Surging Chinese investment drives expansion of Egypt’s free zones: GAFI chief

Daily News Egypt
3 Min Read

The surge in Chinese investment demand has been a key driver behind the expansion of Egypt’s free zones, which are now nearing full capacity, according to Hossam Heiba, CEO of the General Authority for Investment and Free Zones (GAFI).

Heiba said the influx of Chinese capital also spurred the establishment of four new free zones in 10th of Ramadan, New October, New Borg El Arab, and New Alamein, all of which are scheduled to begin operations by the end of 2026.

He made the remarks during the inaugural Egypt–China Investment Forum, which gathered representatives from around 200 Egyptian and Chinese companies, including major players such as BYD (electric vehicles), Longi (solar energy manufacturing and management), and Inspur (AI and data centre solutions). The event also brought together leading firms from the textiles, infrastructure, and technology sectors—areas prioritized by both governments for expanded cooperation.

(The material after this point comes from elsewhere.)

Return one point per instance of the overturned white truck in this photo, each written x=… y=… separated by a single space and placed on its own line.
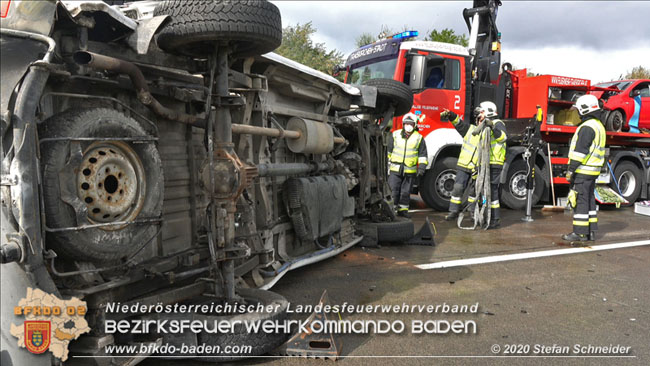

Heiba noted that China ranks as Egypt’s top global trading and investment partner, with more than 2,000 Chinese companies currently operating in the country and investments exceeding $8 billion.

Hossam Heiba, CEO of the General Authority for Investment and Free Zones (GAFI)
Hossam Heiba, CEO of the General Authority for Investment and Free Zones (GAFI)

Despite this strong presence, he said Egypt continues to seek additional Chinese investment in strategic sectors where it holds competitive advantages—such as automotive manufacturing, pharmaceuticals, home appliances, textiles, ICT, healthcare, education, logistics, tourism, renewable energy, and agriculture.

To attract further investment, Heiba highlighted Egypt’s comprehensive incentive packages, including refunds of up to 50% of investment costs through tax deductions over seven years, as well as simplified regulatory procedures and access to major regional markets.

Meanwhile, Ahmed El-Gendy, General Manager of Haier Egypt, praised the country’s streamlined registration and licensing processes, noting that Haier completed the first phase of its Egyptian factory in just 13 months—making it the fastest-established plant in the company’s global network. The facility has already begun exporting to international markets.

Haier, the world’s largest home appliance manufacturer, operates production sites in China, the United States, South Africa, and the Philippines, with products sold in more than 200 countries. Its Egyptian subsidiary holds the Golden License, which consolidates all necessary permits into a single authorization.

The forum also featured business-to-business (B2B) sessions between Egyptian and Chinese companies to explore joint ventures targeting both the domestic market and international markets connected to Egypt through its network of trade agreements.